Beranda » Travel News » Ada Tren yang Berkembang untuk COVID-19, Jakarta dan Bali Masih Aman
Jakarta – Meski situasinya membaik, pemerintah melihat peningkatan jumlah kasus COVID-19 di kota/provinsi Jawa-Bali. Namun, DKI Jakarta dan Bali masih berada di posisi level 1.Pemerintah mewaspadai peningkatan jumlah kasus COVID-19 dalam tujuh hari terakhir, terutama di 43 Kabupaten/kota dari 128 Kabupaten di Jawa-Bali atau 33,6 persen.

Demikian disampaikan Menteri Kelautan dan Investasi, Menko Marves. Luhut Binsar Pandjaitan Senin (11/8/2021) usai menghadiri rapat Ratas tentang penerapan pembatasan kegiatan masyarakat yang dipimpin oleh Presiden Republik Indonesia, Joko Widodo.

“Di Jawa-Bali ada kecenderungan peningkatan jumlah kasus sebanyak 43 kasus dari 128 kasus atau 33,6 persen dalam tujuh hari terakhir.

Luhut Binsar Pandjaitan (Sekretariat Presiden Dr. YouTube)Luhut Binsar Pandjaitan (Sekretariat Presiden dok. YouTube)

Biarkan saja Pemerintah terus memprioritaskan pencegahan wabah COVID-19.

“Kita perlu belajar dari pengalaman sejumlah besar orang setiap hari di Eropa dan pengalaman negara-negara Eropa,” katanya dalam sebuah pernyataan yang dikeluarkan oleh Presiden dalam Ratas sore ini.

Secara keseluruhan, PPM yang dilaksanakan pemerintah terus memberikan dampak positif dalam pengendalian pandemi COVID-19 di Indonesia.

Kasus terkonfirmasi di Jawa-Bali terus menurun, mencapai 99 persen dari kasus yang dilaporkan pada 15 Juli.

“Pelaksanaan PPM pemerintah secara mingguan dan berkelanjutan telah memberikan dampak yang terkendali dan membaik, menunjukkan risiko wabah COVID-19 yang lebih rendah,” katanya.

Selain itu, Luhut terus mengendalikan pandemi di negara dengan kurang dari satu nomor reproduksi efektif.

Keluarga Indonesia dan Jawa-Bali masih di bawah 1, menunjukkan bahwa pandemi COVID-19 telah terkendali.

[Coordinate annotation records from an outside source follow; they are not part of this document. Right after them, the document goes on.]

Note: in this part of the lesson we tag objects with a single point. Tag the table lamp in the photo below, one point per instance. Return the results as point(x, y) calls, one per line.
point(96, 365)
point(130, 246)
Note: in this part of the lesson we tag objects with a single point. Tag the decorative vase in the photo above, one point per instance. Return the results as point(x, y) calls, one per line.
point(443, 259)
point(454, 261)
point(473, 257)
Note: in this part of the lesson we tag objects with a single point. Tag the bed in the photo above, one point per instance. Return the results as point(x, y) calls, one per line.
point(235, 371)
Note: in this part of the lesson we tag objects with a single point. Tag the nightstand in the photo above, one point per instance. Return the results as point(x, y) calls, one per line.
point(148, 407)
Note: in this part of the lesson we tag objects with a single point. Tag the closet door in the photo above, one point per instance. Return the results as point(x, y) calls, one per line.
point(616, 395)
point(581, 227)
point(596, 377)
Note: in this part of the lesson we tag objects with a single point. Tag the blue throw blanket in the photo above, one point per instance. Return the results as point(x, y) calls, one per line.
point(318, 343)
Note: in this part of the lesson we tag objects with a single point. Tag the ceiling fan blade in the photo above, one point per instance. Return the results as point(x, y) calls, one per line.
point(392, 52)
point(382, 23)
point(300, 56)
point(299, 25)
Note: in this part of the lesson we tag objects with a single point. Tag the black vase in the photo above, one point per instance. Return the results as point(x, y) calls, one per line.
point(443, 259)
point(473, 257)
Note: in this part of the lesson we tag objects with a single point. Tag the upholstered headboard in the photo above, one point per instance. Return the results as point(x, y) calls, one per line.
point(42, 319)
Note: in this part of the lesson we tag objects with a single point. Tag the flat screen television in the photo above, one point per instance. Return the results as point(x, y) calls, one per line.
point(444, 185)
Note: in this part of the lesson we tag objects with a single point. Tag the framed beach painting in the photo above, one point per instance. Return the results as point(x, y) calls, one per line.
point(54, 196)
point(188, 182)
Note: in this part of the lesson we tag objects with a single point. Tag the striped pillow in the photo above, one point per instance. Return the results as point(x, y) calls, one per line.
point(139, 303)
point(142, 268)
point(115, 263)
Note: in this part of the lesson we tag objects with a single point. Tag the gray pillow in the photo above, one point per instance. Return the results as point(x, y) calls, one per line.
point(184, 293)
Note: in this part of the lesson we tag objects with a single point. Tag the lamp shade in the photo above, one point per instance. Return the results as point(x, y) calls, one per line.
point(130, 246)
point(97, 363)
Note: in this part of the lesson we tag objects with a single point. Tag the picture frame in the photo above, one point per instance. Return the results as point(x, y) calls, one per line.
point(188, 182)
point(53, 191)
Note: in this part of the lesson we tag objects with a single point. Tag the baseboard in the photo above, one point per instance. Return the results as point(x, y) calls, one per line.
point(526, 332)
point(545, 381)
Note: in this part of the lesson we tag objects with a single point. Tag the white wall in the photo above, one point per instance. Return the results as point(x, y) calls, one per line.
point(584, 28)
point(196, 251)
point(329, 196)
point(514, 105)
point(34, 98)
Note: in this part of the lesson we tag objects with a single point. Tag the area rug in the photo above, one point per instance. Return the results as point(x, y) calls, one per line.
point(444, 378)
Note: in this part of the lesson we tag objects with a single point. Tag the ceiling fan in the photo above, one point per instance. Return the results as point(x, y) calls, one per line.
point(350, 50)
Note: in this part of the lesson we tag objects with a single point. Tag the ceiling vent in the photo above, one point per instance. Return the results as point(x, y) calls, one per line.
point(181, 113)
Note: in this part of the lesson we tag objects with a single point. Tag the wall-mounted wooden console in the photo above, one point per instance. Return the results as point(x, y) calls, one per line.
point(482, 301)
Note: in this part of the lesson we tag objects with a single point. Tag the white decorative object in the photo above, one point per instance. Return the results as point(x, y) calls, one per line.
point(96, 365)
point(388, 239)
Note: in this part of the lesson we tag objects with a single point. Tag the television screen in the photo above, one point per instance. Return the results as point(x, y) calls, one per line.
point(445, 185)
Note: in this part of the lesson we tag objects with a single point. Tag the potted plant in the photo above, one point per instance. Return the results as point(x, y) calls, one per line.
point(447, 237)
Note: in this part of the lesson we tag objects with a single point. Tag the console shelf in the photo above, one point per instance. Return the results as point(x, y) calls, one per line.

Ada 0,93 rumah tangga di Jawa dan 0,97 di Bali. Jadi Bali juga membaik,” ujarnya.

Selain itu, kasus korban meninggal di COVID-19 terus menurun.

“Saya telah menerima laporan dari ahli epidemiologi kami bahwa jumlah kematian telah turun drastis sehingga jumlah pemakaman sama seperti sebelum pandemi. Jadi dari semua sudut rumah sakit dan kuburan semuanya menunjukkan angka yang bagus.”

Tonton video “Lehut menjawab alasan ketidakkonsistenan pengobatan dan pedoman Covid-19 Indonesia
[Gambas:Video 20detik]
(Reddi)

Sumber artikel : detik/travel-news

# Bagikan informasi ini kepada teman atau kerabat Anda

Kontak Kami

Apabila ada yang ditanyakan, silahkan hubungi kami melalui kontak di bawah ini.